A quadrant chart divides data into four sections based on two axes, typically representing high/low values for two different variables. The four quadrants are: Top-left: low on the x-axis, high on the y-axis (often signals high effort, low return or underperforming potential) Top-right: high on both axes (typically your best performers or high-priority items) Bottom-left: low on both axes (low priority or low-impact items) Bottom-right: high on the x-axis, low on the y-axis (often signals quick wins or items needing attention) In a Power BI color scatter plot, each quadrant gets a distinct color so viewers can instantly categorize data points without reading individual values. The meaning of each quadrant depends entirely on what your axes represent. In a sales analysis, top-right might mean high revenue and high growth rate. In a customer segmentation model, it could represent high spend and high frequency. Defining the business context for each quadrant before building the chart is what makes the visual actionable rather than just decorative. Most Power BI quadrant chart implementations use calculated measures or reference lines set at mean, median, or a custom threshold to draw the boundaries between quadrants.

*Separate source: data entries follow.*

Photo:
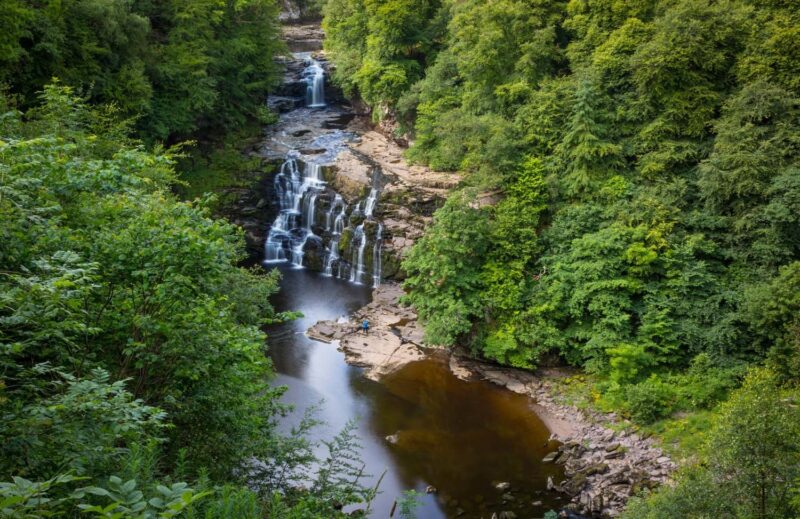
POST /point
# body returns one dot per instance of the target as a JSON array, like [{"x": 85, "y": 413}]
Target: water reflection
[{"x": 460, "y": 437}]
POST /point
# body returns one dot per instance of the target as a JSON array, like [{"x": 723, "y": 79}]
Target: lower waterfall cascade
[{"x": 310, "y": 211}]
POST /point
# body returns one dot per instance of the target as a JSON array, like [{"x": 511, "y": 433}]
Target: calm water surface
[{"x": 460, "y": 437}]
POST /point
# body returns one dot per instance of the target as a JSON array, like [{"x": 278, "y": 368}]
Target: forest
[
  {"x": 133, "y": 376},
  {"x": 632, "y": 207}
]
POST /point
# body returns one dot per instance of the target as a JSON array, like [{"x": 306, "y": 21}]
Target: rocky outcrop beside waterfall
[
  {"x": 394, "y": 338},
  {"x": 603, "y": 467},
  {"x": 345, "y": 202}
]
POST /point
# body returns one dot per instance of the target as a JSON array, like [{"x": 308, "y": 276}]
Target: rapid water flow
[
  {"x": 315, "y": 77},
  {"x": 421, "y": 425}
]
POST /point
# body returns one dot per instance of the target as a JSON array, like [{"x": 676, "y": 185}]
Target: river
[
  {"x": 460, "y": 437},
  {"x": 478, "y": 445}
]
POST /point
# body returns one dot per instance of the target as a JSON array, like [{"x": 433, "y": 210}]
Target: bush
[{"x": 650, "y": 400}]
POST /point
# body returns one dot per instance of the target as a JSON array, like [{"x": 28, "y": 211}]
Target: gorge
[{"x": 339, "y": 216}]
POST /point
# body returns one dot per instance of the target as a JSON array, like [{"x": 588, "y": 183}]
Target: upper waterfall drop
[{"x": 315, "y": 78}]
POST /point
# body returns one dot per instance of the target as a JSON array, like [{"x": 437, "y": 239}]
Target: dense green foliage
[
  {"x": 631, "y": 205},
  {"x": 176, "y": 66},
  {"x": 634, "y": 192},
  {"x": 753, "y": 460},
  {"x": 131, "y": 354}
]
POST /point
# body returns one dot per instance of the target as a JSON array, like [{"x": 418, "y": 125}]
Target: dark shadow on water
[{"x": 460, "y": 437}]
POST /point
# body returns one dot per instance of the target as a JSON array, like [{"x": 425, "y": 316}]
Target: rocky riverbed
[{"x": 603, "y": 467}]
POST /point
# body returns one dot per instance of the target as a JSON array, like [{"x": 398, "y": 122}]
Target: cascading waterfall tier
[
  {"x": 315, "y": 78},
  {"x": 310, "y": 211}
]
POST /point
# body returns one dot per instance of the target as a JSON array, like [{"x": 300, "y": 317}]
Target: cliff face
[{"x": 295, "y": 11}]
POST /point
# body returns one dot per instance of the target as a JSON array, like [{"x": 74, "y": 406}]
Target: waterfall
[
  {"x": 297, "y": 194},
  {"x": 369, "y": 205},
  {"x": 308, "y": 211},
  {"x": 333, "y": 256},
  {"x": 357, "y": 264},
  {"x": 315, "y": 79},
  {"x": 376, "y": 258},
  {"x": 338, "y": 224},
  {"x": 330, "y": 223},
  {"x": 299, "y": 186}
]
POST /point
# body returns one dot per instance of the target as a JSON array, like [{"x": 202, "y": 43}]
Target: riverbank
[{"x": 603, "y": 463}]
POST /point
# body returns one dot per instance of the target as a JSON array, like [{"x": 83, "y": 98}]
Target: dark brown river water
[{"x": 460, "y": 437}]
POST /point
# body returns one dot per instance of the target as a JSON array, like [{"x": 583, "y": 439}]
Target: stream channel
[{"x": 479, "y": 445}]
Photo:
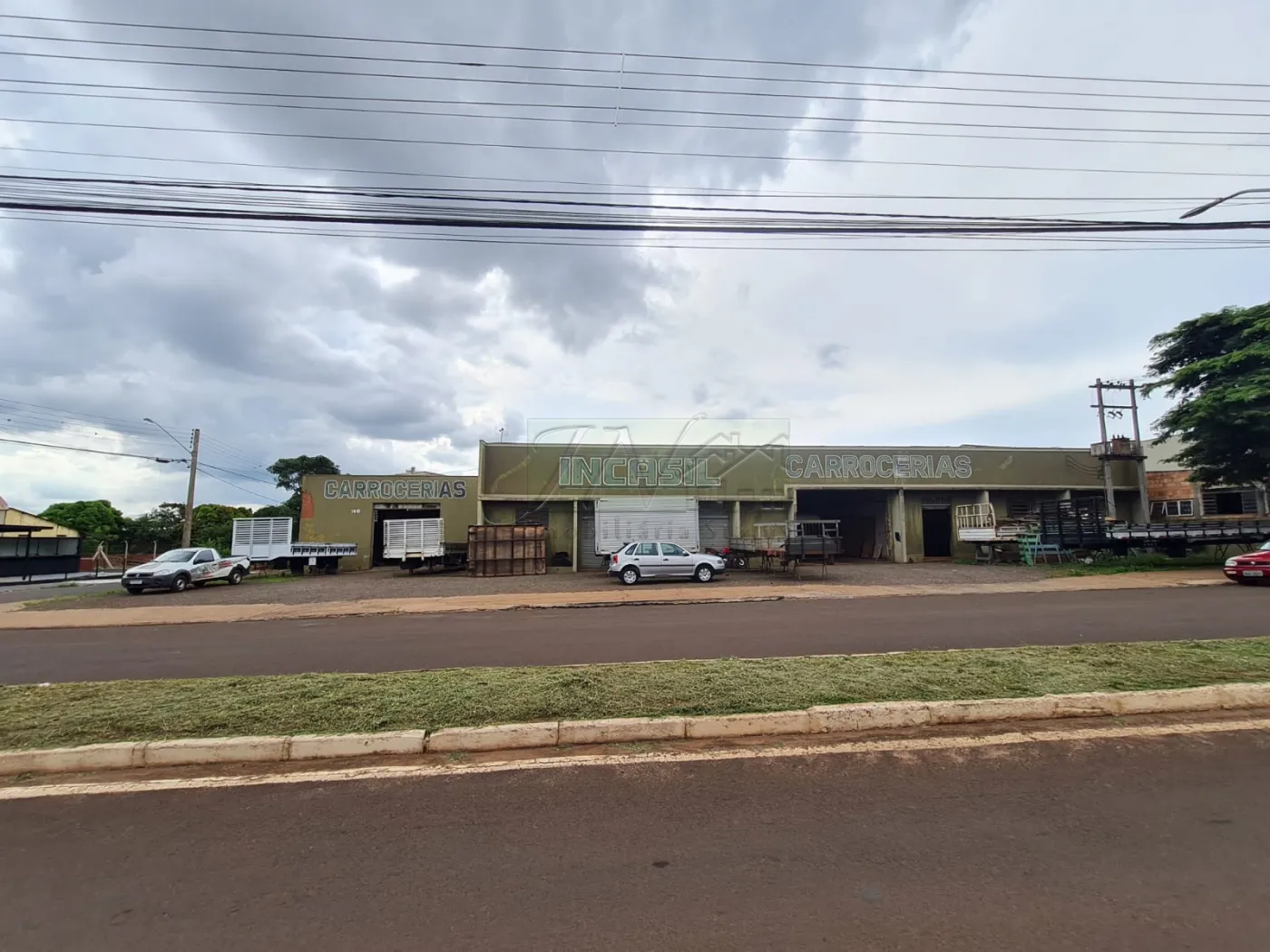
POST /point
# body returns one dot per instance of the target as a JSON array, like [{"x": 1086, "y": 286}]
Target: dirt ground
[{"x": 387, "y": 583}]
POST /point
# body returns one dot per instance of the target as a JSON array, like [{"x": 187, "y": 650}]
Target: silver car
[{"x": 663, "y": 560}]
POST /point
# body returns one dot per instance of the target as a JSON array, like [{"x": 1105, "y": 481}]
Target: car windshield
[{"x": 177, "y": 555}]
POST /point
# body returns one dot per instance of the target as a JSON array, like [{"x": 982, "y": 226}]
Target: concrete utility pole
[{"x": 187, "y": 529}]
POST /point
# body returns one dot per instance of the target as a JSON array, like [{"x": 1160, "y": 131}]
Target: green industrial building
[{"x": 893, "y": 503}]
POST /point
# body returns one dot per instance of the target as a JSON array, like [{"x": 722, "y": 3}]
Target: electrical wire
[
  {"x": 748, "y": 61},
  {"x": 616, "y": 72},
  {"x": 240, "y": 489},
  {"x": 545, "y": 148},
  {"x": 802, "y": 129},
  {"x": 625, "y": 88},
  {"x": 82, "y": 450}
]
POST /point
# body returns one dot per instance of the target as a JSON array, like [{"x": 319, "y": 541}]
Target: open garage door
[
  {"x": 658, "y": 518},
  {"x": 587, "y": 555},
  {"x": 861, "y": 513}
]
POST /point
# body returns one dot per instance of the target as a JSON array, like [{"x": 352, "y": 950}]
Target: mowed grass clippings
[{"x": 66, "y": 714}]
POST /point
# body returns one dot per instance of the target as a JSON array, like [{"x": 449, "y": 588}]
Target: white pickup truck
[{"x": 181, "y": 568}]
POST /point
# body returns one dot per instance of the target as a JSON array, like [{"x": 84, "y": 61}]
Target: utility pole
[
  {"x": 1120, "y": 448},
  {"x": 187, "y": 529}
]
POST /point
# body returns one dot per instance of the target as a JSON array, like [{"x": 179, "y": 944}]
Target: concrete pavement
[
  {"x": 175, "y": 612},
  {"x": 630, "y": 634},
  {"x": 1132, "y": 844}
]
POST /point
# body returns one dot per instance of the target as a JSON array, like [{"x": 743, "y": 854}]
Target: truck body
[
  {"x": 267, "y": 541},
  {"x": 181, "y": 568},
  {"x": 418, "y": 543}
]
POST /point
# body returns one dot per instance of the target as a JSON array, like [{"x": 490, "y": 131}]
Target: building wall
[
  {"x": 342, "y": 508},
  {"x": 521, "y": 471},
  {"x": 44, "y": 529}
]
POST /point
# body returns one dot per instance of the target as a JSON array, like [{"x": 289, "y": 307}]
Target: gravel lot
[{"x": 390, "y": 584}]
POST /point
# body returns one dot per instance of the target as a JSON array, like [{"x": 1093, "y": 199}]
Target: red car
[{"x": 1251, "y": 568}]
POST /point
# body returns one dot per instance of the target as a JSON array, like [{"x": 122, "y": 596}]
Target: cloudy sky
[{"x": 387, "y": 349}]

What are the 4 parts of the quadrants?
A quadrant chart is divided into four sections based on two intersecting axes: the upper-left quadrant, upper-right quadrant, lower-left quadrant, and lower-right quadrant. Each section represents a distinct combination of your two measured variables. In a typical business performance scatter plot, the upper-right quadrant captures high-value items across both metrics, such as high revenue and high growth. The lower-left quadrant groups underperformers scoring low on both dimensions. The upper-left and lower-right quadrants represent trade-off scenarios, where a data point scores high on one axis but low on the other. In Power BI, these four sections are created by adding reference lines at the midpoint or a defined threshold on both the X and Y axes of a color scatter plot. The placement of each data point across these quadrants helps analysts quickly spot patterns, prioritize resources, and make decisions without reading through raw data tables. Kanerika uses this approach in Power BI dashboards to help clients segment performance data visually and act on it faster.

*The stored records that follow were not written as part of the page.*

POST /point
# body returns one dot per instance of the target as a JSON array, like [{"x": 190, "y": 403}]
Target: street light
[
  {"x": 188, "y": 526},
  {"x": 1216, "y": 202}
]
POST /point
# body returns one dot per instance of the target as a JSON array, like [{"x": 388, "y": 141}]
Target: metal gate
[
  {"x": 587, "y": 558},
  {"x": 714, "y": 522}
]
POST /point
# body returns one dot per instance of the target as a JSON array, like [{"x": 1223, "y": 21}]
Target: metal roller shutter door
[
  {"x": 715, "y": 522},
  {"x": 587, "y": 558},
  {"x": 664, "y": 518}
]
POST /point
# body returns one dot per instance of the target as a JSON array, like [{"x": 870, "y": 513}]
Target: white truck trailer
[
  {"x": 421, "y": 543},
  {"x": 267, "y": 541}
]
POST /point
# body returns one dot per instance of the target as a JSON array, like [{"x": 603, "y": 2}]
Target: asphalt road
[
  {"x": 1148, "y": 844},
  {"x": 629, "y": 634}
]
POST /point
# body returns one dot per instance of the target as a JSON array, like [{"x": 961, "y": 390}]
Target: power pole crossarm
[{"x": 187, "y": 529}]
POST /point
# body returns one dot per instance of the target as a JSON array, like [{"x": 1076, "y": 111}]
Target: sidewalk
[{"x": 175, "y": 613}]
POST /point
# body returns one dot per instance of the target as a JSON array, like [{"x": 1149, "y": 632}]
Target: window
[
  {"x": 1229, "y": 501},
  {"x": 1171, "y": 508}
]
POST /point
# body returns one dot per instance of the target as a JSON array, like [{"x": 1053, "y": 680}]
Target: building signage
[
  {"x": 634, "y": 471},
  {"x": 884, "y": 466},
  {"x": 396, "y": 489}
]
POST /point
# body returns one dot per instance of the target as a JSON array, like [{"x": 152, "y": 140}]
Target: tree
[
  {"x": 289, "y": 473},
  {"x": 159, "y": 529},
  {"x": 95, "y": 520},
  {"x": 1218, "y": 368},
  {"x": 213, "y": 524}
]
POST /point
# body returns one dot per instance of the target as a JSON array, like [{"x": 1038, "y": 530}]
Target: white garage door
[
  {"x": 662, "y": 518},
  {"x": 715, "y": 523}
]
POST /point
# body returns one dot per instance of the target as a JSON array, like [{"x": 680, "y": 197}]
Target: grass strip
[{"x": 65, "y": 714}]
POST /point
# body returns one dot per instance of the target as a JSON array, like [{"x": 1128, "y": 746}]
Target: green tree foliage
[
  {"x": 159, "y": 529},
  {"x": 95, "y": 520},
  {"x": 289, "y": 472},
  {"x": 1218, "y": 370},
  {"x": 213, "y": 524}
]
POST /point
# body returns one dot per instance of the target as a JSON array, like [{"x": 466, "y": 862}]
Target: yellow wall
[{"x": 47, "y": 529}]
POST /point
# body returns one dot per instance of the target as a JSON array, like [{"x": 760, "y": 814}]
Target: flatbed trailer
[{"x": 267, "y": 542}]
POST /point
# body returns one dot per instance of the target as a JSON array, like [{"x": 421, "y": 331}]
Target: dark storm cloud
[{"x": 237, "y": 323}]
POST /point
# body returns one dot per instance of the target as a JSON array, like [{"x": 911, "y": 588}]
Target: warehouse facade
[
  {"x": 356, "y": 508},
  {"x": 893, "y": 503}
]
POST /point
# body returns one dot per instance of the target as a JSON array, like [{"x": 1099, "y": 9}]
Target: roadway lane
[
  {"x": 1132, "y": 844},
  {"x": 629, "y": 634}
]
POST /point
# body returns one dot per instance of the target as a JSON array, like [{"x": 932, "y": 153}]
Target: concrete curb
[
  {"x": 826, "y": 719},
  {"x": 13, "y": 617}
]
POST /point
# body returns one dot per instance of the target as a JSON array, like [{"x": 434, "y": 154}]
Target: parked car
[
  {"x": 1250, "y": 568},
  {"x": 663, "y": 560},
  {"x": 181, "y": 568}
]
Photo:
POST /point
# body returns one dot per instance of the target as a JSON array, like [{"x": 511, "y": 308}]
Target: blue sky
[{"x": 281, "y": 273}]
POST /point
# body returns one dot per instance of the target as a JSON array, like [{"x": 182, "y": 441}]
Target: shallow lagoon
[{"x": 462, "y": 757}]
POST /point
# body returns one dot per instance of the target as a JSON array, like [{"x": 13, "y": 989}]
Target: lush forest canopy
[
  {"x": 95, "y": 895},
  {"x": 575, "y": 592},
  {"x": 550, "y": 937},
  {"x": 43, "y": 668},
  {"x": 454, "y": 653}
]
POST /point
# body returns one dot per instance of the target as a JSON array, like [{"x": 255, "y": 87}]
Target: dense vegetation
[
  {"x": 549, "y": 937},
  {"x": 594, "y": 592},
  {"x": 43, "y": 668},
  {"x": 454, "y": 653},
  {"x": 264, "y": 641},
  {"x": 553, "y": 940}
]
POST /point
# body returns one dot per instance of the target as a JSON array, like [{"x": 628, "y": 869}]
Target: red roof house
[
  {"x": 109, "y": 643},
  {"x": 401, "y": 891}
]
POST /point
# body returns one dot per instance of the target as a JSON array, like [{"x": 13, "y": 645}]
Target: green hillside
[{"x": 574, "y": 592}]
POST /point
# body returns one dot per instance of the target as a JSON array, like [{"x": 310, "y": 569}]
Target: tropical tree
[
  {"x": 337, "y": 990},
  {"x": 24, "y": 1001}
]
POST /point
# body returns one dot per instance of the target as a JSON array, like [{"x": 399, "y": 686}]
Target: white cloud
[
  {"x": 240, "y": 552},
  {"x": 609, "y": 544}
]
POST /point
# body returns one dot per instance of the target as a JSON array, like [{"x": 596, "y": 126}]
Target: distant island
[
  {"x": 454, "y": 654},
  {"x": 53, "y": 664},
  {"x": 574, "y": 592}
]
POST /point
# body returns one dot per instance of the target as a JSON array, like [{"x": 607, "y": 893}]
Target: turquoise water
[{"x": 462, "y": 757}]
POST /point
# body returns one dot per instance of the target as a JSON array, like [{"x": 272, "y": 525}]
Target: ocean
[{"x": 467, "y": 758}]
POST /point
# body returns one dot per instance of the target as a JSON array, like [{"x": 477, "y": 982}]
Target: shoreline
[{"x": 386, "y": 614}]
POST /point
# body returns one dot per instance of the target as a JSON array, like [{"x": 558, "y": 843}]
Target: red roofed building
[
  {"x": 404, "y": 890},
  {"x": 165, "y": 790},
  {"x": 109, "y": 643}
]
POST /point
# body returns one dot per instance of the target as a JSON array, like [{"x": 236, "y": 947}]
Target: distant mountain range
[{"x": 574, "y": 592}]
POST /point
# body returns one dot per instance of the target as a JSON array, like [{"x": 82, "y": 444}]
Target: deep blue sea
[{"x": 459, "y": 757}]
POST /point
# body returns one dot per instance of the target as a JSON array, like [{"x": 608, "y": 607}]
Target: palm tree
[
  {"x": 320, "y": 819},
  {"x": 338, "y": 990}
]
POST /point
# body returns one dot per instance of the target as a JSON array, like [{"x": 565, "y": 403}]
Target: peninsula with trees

What is a quadrant example?
A quadrant chart example is a sales performance matrix that plots individual sales reps by two metrics, such as deal size on the X-axis and close rate on the Y-axis, dividing them into four groups: high close rate with large deals (top performers), high close rate with small deals (efficient but underutilized), low close rate with large deals (needs coaching), and low close rate with small deals (at-risk reps). This format makes prioritization immediate and visual. Other common quadrant chart examples include customer segmentation by purchase frequency and average order value, product portfolio analysis using market share versus growth rate, and IT asset management mapping criticality against maintenance cost. In Power BI, you can recreate any of these by building a color scatter plot where a calculated DAX measure or conditional column assigns each data point to a quadrant based on whether it falls above or below average thresholds on both axes. The color dimension then visually separates the four groups without requiring additional shapes or overlays. This approach works well for any business scenario where two independent performance dimensions need to be evaluated together to drive decisions.